Bowen disease is also called squamous cell carcinoma "in situ." It is a type of skin cancer that spreads outward on the surface of the skin. By contrast, "invasive" squamous cell carcinomas can grow inward and spread to the interior of the body. Bowen disease looks like scaly, reddish patches that may be crusted; it may be mistaken for rashes, eczema, fungus, or psoriasis.
Basal Cell Carcinoma
Basal cell carcinoma is the most common and easiest-to-treat skin cancer. Because basal cell carcinoma spreads slowly, it occurs mostly in adults. Basal cell tumors can take on many forms, including a pearly white or waxy bump, often with visible blood vessels, on the ears, neck, or face. Tumors can also appear as a flat, scaly, flesh-colored or brown patch on the back or chest, or more rarely, a white, waxy scar.
Less Common Skin Cancers
Uncommon types of skin cancer include Kaposi's sarcoma, mainly seen in people with weakened immune systems; sebaceous gland carcinoma, an aggressive cancer originating in the oil glands in the skin; and Merkel cell carcinoma, which is usually found on sun-exposed areas on the head, neck, arms, and legs but often spreads to other parts of the body.

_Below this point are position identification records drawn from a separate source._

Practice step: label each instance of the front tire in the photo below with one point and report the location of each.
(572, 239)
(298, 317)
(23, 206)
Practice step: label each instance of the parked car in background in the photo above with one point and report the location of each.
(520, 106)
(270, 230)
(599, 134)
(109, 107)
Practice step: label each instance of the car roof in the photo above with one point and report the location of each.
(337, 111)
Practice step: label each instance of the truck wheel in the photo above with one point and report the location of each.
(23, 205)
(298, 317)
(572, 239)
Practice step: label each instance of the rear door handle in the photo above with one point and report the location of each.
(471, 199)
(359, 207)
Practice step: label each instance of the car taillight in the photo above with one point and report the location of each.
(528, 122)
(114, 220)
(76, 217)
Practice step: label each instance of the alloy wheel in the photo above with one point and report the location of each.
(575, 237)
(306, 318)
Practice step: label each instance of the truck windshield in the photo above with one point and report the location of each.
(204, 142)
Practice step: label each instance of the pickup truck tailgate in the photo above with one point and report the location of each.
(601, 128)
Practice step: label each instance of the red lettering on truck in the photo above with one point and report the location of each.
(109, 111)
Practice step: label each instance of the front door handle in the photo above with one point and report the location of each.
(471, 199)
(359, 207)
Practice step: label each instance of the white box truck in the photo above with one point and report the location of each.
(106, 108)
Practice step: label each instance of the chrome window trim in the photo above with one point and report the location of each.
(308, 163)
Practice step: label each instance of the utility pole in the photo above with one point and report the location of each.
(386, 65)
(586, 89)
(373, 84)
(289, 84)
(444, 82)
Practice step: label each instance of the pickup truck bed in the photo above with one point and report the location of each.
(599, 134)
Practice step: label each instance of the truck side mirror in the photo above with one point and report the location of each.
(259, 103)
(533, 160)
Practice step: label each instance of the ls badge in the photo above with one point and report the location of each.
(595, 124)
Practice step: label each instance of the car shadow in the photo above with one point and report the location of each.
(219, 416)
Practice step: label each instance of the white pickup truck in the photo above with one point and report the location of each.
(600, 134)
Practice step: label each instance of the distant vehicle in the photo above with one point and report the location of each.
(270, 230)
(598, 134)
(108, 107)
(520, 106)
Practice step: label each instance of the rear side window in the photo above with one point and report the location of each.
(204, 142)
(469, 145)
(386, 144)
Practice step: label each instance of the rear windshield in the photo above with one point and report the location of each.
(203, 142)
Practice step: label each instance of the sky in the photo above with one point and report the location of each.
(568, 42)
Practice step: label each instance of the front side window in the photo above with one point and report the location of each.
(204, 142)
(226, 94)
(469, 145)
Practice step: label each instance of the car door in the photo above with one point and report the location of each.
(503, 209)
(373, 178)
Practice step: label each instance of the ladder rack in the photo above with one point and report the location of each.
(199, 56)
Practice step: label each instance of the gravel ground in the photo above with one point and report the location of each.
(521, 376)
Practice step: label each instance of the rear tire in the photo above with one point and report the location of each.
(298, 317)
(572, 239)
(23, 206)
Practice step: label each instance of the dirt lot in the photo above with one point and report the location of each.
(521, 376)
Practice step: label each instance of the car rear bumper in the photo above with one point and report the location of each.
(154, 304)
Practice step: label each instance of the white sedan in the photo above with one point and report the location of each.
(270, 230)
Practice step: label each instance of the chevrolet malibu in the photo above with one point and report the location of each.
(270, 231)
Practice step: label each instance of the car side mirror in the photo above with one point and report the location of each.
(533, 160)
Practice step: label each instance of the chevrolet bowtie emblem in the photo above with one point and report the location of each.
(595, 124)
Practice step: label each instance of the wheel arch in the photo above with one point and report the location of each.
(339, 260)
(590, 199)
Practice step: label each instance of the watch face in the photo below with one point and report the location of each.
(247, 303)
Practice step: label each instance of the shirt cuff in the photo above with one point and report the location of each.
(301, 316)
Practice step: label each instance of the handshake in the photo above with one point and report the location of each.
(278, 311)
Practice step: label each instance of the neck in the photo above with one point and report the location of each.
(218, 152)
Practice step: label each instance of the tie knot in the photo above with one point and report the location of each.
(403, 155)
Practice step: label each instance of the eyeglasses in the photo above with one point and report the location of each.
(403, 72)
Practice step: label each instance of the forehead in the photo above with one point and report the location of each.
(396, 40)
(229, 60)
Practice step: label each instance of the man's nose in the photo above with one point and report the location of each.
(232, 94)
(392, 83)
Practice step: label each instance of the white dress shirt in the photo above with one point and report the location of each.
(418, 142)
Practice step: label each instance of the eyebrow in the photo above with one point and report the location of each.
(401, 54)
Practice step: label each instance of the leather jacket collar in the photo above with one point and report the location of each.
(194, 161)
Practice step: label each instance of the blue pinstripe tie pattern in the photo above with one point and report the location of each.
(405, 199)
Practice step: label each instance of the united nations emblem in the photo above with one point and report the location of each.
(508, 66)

Who Gets Skin Cancer, and Why?
Sun exposure is the biggest cause of skin cancer. But it doesn't explain skin cancers that develop on skin not ordinarily exposed to sunlight. Exposure to environmental hazards, radiation treatment, and even heredity may play a role. Although anyone can get skin cancer, the risk is greatest for people who have:
- Fair skin or light-colored eyes
- An abundance of large and irregularly-shaped moles
- A family history of skin cancer
- A history of excessive sun exposure or blistering sunburns
- Lived at high altitudes or with year-round sunshine
- Received radiation treatments
Reduce Your Risk of Skin Cancer
Limit your exposure to the sun's ultraviolet rays, especially between 10 a.m. and 4 p.m., when the sun's rays are strongest. While outdoors, liberally apply a broad spectrum sunscreen with an SPF of 30 or higher (don't forget the lips and ears!), wear a hat and sunglasses, and cover up with clothing. And remember, if you notice changes to your skin such as a new growth, a mole changing appearance, or a sore that won't heal, see a doctor right way.